It was supposed to be settled last month. Until it wasn't. Then it was supposed to settled this month—as in, tonight. Until it wasn't.

And now, it seems, we'll wait until as late as May 7 to hear whether Police Chief Mike Reese is going to change his mind—officially—and defer to a citizen panel that urged him way back in December to overturn a police bureau decision not to punish a controversial cop accused of menacing his ex-wife and her new husband.

The Citizen Review Committee, tasked with hearing appeals in police misconduct cases, voted unanimously at its regular meeting tonight to set a "conference" hearing with the chief to talk about whatever decision he does arrive at.

Everyone thought that conference hearing would have happened well before March—following a January 23 letter from Reese in which he politely refused the CRC's unanimous request to sanction Officer Jason Lobaugh for his off-duty conduct.

"I believe the commander and members of the Police Review Board made a reasoned decision and that there is a rational logical connection between the recommended finding and the evidence in the record. Alternatively, I found no evidence that the basis of the recommended finding was unreasonable and find that there is sufficient evidence in the record for a reasonable fact finder to come to a finding of UNPROVEN WITH A DEBRIEFING."

But Reese wasn't invited to last month's meeting—because, it came out during a discussion on his absence, he was thinking about changing his mind. Instead, everyone said Reese or a designee would show up tonight, and that it wouldn't take him more than another month to figure out where he stood.

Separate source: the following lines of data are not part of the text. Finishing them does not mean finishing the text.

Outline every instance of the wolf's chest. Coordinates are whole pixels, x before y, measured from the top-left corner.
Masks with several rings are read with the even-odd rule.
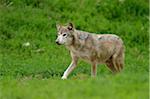
[[[78,49],[75,49],[75,48],[72,48],[70,49],[70,51],[76,55],[77,57],[80,57],[82,59],[90,59],[90,56],[91,56],[91,50],[89,49],[86,49],[86,48],[78,48]]]

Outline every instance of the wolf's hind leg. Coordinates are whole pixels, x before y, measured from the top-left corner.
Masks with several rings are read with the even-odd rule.
[[[112,59],[109,59],[109,60],[106,61],[106,66],[110,69],[110,71],[112,73],[116,73],[117,72],[115,67],[114,67],[114,65],[113,65]]]

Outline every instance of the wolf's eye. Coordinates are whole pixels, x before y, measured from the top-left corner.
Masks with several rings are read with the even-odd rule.
[[[66,36],[67,34],[63,34],[63,36]]]

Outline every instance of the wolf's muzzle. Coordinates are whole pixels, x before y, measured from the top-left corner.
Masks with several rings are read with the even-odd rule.
[[[57,44],[57,45],[61,45],[58,41],[56,41],[56,44]]]

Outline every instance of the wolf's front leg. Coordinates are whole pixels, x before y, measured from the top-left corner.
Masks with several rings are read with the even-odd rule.
[[[75,56],[72,56],[72,62],[67,68],[67,70],[64,72],[61,79],[67,79],[68,75],[74,70],[74,68],[77,66],[78,58]]]
[[[97,74],[97,64],[93,63],[91,66],[91,76],[96,77]]]

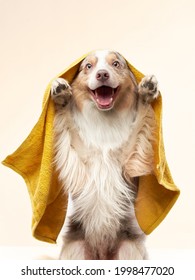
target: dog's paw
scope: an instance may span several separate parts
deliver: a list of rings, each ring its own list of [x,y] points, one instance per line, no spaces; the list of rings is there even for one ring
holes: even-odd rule
[[[58,107],[65,107],[72,96],[69,83],[63,78],[57,78],[51,85],[51,98]]]
[[[138,85],[138,93],[144,104],[151,103],[159,95],[158,81],[154,75],[145,76]]]

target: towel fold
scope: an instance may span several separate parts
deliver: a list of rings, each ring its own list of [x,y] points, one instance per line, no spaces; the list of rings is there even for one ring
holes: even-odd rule
[[[76,60],[57,77],[71,83],[86,56]],[[139,83],[144,75],[128,61],[127,64]],[[26,182],[32,204],[33,236],[55,243],[66,216],[68,196],[63,191],[52,165],[55,108],[50,98],[50,87],[51,82],[44,94],[43,109],[38,122],[20,147],[2,163],[19,173]],[[138,223],[146,234],[150,234],[161,223],[180,194],[165,158],[161,95],[152,106],[157,121],[157,144],[154,147],[156,165],[153,175],[140,177],[135,202]]]

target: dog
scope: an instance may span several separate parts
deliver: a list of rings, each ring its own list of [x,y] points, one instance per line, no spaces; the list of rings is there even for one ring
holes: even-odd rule
[[[139,84],[123,56],[89,54],[69,84],[52,82],[54,165],[70,213],[60,259],[147,259],[134,202],[139,176],[154,167],[154,75]]]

"Due to complications," Constantin Severe, the director of the Independent Police Review Division, reiterated tonight, not specifying those complications, "it was pulled back."

Those complications might involve what would happen if the chief and CRC both stick to their respective positions. The appeal would head before the Portland City Council—for only the second time ever. Chiefs have been loath to let that happen. Reese and the CRC came close to a city council hearing in another appeal last year—but that was on a close vote, and one of the CRC members who'd voted to challenge the chief changed her mind during the conference hearing.

This challenge was unanimous, making the odds of a reversal incredibly long. That pressure could be why Reese is spending months and months and months with this case—at the same time as the city has been accused by the federal Department of Justice for taking far too long to adjudicate discipline.

"The chief expects to have a response prior to the committee hearing," deputy city attorney Mark Amberg said tonight.